Godzilla (1954)
TASHA ROBINSON
For film fans who’ve lived with any franchise for decades, it’s often a fascinating experiment to go back to the first movie in any series and see how little it resembles its successors. Alien is a sophisticated, melancholy horror feature that’s a far cry from the increasingly weird, gory, fast-paced action beats of Ridley Scott’s recent films in the series. The original Friday the 13th is a surprisingly beautifully shot, moody movie that has very little to do with Jason Vorhees stalking sexed-up teenagers through the woods. In the first Nightmare on Elm Street movie, Freddy is meant to be scary and unstoppable, not the goofy mean jokester he became in later installments. And beloved genre franchises like Star Wars or Star Trek have evolved visually and tonally over the decades, in big and small ways, so that even directors who are openly trying to evoke the earliest films in those series still end up with something sleek, modern, and fast-paced that doesn’t really feel like where the series started. Filmmaking tastes and styles change over decades, and longrunning franchises tend to function as maps of those evolutions. But sequels also have a way of flattening any nuance out of an original story, yanking out and repeating their most popular elements until the original intention feels a bit lost.
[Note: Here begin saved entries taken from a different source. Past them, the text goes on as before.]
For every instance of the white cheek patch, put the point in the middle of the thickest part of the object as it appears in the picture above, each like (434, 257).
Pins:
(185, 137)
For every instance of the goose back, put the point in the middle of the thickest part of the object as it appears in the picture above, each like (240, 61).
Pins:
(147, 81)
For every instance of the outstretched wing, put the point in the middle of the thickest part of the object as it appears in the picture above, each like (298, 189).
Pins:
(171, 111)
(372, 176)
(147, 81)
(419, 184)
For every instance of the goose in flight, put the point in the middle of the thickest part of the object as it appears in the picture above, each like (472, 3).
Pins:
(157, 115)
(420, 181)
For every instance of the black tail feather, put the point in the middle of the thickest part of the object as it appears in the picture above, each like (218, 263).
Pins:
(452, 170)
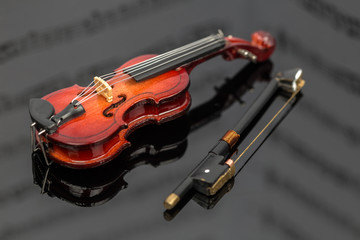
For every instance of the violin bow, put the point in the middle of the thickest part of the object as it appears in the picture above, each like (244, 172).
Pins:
(216, 169)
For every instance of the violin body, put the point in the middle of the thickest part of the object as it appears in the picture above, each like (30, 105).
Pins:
(98, 133)
(96, 137)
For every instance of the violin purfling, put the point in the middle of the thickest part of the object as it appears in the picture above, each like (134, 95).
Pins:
(84, 127)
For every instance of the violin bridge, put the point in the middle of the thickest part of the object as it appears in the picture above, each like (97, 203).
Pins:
(103, 89)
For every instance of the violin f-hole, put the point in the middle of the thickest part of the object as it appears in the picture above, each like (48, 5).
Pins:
(107, 112)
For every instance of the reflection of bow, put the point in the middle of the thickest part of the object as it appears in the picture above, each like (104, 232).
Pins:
(150, 145)
(217, 168)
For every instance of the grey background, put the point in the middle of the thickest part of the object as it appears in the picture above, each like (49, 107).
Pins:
(304, 181)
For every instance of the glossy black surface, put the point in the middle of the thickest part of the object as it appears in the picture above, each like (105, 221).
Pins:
(303, 183)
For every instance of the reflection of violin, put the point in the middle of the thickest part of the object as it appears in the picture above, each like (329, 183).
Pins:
(85, 127)
(150, 145)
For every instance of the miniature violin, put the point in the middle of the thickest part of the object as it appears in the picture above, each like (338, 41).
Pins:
(83, 127)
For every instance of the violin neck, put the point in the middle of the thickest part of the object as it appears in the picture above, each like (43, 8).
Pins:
(171, 60)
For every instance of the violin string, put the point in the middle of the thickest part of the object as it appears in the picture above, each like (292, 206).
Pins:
(187, 53)
(150, 61)
(161, 56)
(93, 94)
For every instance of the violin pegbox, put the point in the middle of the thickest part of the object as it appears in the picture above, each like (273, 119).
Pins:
(260, 48)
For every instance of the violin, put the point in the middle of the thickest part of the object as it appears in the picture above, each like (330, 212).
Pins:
(84, 127)
(150, 145)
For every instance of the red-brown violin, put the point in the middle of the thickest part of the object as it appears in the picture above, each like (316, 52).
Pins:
(83, 127)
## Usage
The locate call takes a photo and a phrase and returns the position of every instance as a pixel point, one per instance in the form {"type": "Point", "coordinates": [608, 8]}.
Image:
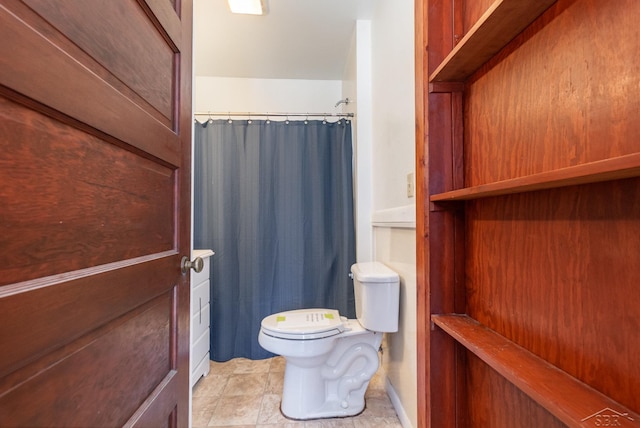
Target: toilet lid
{"type": "Point", "coordinates": [303, 324]}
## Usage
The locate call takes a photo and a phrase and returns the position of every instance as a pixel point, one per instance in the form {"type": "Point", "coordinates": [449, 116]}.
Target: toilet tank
{"type": "Point", "coordinates": [377, 294]}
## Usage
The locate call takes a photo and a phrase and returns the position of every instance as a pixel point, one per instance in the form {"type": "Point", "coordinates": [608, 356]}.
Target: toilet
{"type": "Point", "coordinates": [329, 358]}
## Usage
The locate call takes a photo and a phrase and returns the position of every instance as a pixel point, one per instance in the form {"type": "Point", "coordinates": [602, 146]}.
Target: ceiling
{"type": "Point", "coordinates": [296, 39]}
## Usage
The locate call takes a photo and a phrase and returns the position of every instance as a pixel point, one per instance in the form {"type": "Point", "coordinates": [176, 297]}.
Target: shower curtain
{"type": "Point", "coordinates": [274, 200]}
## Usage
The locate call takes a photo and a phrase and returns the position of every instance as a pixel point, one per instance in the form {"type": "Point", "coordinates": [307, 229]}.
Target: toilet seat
{"type": "Point", "coordinates": [304, 324]}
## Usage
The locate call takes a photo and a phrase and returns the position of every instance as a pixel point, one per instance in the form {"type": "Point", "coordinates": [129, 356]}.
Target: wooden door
{"type": "Point", "coordinates": [95, 131]}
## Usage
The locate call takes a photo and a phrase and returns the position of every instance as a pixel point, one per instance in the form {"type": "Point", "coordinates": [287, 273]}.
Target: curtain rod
{"type": "Point", "coordinates": [247, 114]}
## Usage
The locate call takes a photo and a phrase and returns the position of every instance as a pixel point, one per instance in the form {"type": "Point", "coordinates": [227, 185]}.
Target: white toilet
{"type": "Point", "coordinates": [330, 359]}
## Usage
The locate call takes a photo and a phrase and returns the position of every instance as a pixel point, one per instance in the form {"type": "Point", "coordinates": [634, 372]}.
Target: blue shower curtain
{"type": "Point", "coordinates": [274, 200]}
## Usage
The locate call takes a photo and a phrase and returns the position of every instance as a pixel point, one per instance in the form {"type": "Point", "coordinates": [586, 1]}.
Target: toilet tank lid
{"type": "Point", "coordinates": [373, 272]}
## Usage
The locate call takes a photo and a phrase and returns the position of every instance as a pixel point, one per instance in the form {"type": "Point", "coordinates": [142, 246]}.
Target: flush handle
{"type": "Point", "coordinates": [196, 264]}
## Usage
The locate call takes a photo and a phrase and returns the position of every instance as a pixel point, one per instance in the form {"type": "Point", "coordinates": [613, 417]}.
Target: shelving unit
{"type": "Point", "coordinates": [555, 271]}
{"type": "Point", "coordinates": [609, 169]}
{"type": "Point", "coordinates": [568, 399]}
{"type": "Point", "coordinates": [498, 26]}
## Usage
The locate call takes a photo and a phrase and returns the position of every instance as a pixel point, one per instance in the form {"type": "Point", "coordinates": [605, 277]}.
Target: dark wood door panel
{"type": "Point", "coordinates": [95, 132]}
{"type": "Point", "coordinates": [71, 89]}
{"type": "Point", "coordinates": [145, 66]}
{"type": "Point", "coordinates": [72, 201]}
{"type": "Point", "coordinates": [70, 306]}
{"type": "Point", "coordinates": [103, 378]}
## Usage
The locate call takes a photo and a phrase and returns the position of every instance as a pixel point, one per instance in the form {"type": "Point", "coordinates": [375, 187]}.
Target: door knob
{"type": "Point", "coordinates": [197, 264]}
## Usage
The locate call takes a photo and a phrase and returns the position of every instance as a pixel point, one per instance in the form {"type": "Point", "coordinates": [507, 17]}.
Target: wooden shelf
{"type": "Point", "coordinates": [504, 20]}
{"type": "Point", "coordinates": [571, 401]}
{"type": "Point", "coordinates": [609, 169]}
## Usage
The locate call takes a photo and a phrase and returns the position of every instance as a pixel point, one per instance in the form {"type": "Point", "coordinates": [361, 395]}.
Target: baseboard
{"type": "Point", "coordinates": [397, 405]}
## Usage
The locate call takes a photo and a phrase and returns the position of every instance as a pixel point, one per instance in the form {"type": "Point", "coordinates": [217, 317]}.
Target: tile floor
{"type": "Point", "coordinates": [243, 393]}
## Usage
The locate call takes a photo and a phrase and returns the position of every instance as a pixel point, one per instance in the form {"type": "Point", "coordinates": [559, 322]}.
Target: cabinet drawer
{"type": "Point", "coordinates": [200, 322]}
{"type": "Point", "coordinates": [199, 297]}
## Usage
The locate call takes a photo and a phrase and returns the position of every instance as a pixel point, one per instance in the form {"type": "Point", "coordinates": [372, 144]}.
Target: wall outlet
{"type": "Point", "coordinates": [410, 185]}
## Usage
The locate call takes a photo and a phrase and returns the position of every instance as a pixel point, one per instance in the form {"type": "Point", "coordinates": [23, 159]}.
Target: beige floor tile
{"type": "Point", "coordinates": [330, 423]}
{"type": "Point", "coordinates": [379, 407]}
{"type": "Point", "coordinates": [275, 382]}
{"type": "Point", "coordinates": [278, 364]}
{"type": "Point", "coordinates": [282, 425]}
{"type": "Point", "coordinates": [236, 410]}
{"type": "Point", "coordinates": [203, 410]}
{"type": "Point", "coordinates": [210, 386]}
{"type": "Point", "coordinates": [244, 366]}
{"type": "Point", "coordinates": [365, 422]}
{"type": "Point", "coordinates": [243, 393]}
{"type": "Point", "coordinates": [270, 410]}
{"type": "Point", "coordinates": [225, 368]}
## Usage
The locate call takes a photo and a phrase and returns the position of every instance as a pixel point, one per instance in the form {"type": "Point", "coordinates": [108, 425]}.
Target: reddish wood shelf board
{"type": "Point", "coordinates": [605, 170]}
{"type": "Point", "coordinates": [568, 399]}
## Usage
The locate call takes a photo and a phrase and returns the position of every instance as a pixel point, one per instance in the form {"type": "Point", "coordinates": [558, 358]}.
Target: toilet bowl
{"type": "Point", "coordinates": [330, 359]}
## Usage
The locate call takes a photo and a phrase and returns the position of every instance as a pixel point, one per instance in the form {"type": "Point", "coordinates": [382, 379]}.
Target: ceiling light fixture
{"type": "Point", "coordinates": [248, 7]}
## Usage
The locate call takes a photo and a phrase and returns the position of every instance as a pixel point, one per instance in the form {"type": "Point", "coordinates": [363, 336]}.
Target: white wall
{"type": "Point", "coordinates": [357, 88]}
{"type": "Point", "coordinates": [227, 94]}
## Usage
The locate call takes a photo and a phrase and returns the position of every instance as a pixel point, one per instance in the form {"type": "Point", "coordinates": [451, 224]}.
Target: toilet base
{"type": "Point", "coordinates": [336, 387]}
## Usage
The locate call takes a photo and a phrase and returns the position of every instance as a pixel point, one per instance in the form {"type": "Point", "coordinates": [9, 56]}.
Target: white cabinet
{"type": "Point", "coordinates": [200, 311]}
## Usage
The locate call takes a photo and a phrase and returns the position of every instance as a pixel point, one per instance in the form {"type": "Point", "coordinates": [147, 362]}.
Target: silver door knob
{"type": "Point", "coordinates": [197, 264]}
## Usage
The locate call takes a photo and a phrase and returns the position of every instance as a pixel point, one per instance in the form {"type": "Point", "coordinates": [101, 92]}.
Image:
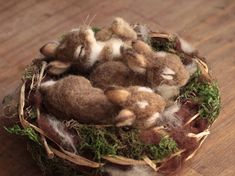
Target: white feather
{"type": "Point", "coordinates": [168, 71]}
{"type": "Point", "coordinates": [167, 77]}
{"type": "Point", "coordinates": [191, 68]}
{"type": "Point", "coordinates": [186, 47]}
{"type": "Point", "coordinates": [167, 91]}
{"type": "Point", "coordinates": [152, 120]}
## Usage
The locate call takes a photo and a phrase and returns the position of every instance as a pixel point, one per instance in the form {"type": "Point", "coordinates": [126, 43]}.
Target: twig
{"type": "Point", "coordinates": [190, 156]}
{"type": "Point", "coordinates": [192, 118]}
{"type": "Point", "coordinates": [150, 163]}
That’s certainly the case with 1954’s Godzilla. Anyone Godzilla fans who have only seen weekend TV matinee movies like Son of Godzilla or Godzilla vs. Mechagodzilla, or modern reinterpretations like the 1998 Roland Emmerich Godzilla, or the recent Japanese reboot Shin Godzilla, may be surprised to look back at the original and see both how little Godzilla there is in it, and what a bad guy he is. Over the years, Godzilla morphed into a kind of big fun stompy dinosaur figure for kids to watch, and he gradually became a hero figure, often defending human cities from worse monsters. But in the original, he’s a stand-in for humanity’s hubris, he leaves thousands of people dead or dying of radiation, and there’s no way to stop him except for Japan’s most principled and angst-stricken scientist to turn an even larger weapon on him.
Honda’s Godzilla starts with a series of ships getting destroyed at sea, and it focuses first on the doomed sailors on those ships, then on the anguished responses of the families of the missing and dead. Nuclear testing has awoken or freed Godzilla, and he responds by seeking out power sources, flattening energy plants and stomping through small villages, leaving devastation in his wake. There’s very little daring scheming or heroic adventure in the first Godzilla, which regards its giant lizard as a weighty responsibility and a sign of human overreach. The film, shot in stark black and white and lit like a classic noir, looks and feels much more like a classic drama than like a monster movie. Its characters are dealing with a giant radioactive atomic-breathed lizard, but also with a love triangle that needs to be acknowledged, and with one scientist’s deep frustration that everyone’s more concerned with destroying Godzilla than with studying him.
It’s extremely easy to see in that first Godzilla movie the way Honda and his crew were pulling a classic horror trick by giving the dominant fears and anxieties of their era a threatening physical form that could be faced, fought, and ultimately beaten. The terror here is mostly of a titanic destructive force that leaves lingering agony and ongoing death behind it — again, the metaphor of the atomic bomb. But the 1954 Godzilla also contends with the fear that in a world in crisis, there’s no time for love or personal connections, and the fear that anything we create might be turned to unwanted and uncontrollable ends. It’s a movie about lost humanity as much as unstoppable monstrosity.
And that’s one of the reasons why there’s no real triumph when Godzilla’s destruction at the end of the movie. It feels much like the end of the original King Kong, where everyone’s a little chastened at what they had to do to survive. The architect of Godzilla’s destruction destroys his life work and commits suicide to make sure the weapon he created can never be used again, but as Professor Yamane points out, as long as humanity keeps testing terrible weapons, a new Godzilla could always arise. The threat isn’t a single monster, it’s the monster within all of us, etcetera and so forth, the kind of thing speculative fiction has been doing since the beginning. Here, it’s just particularly fascinating to see how those era-specific fears, and the more general anxiety we all share about environmental contamination and escalating warfare, rapidly morphed into a series about men in funny critter suits stomping on matchstick houses — and ultimately, into audiences cheering as a digital update of Godzilla fries an entire city to get to take down a fellow beastie.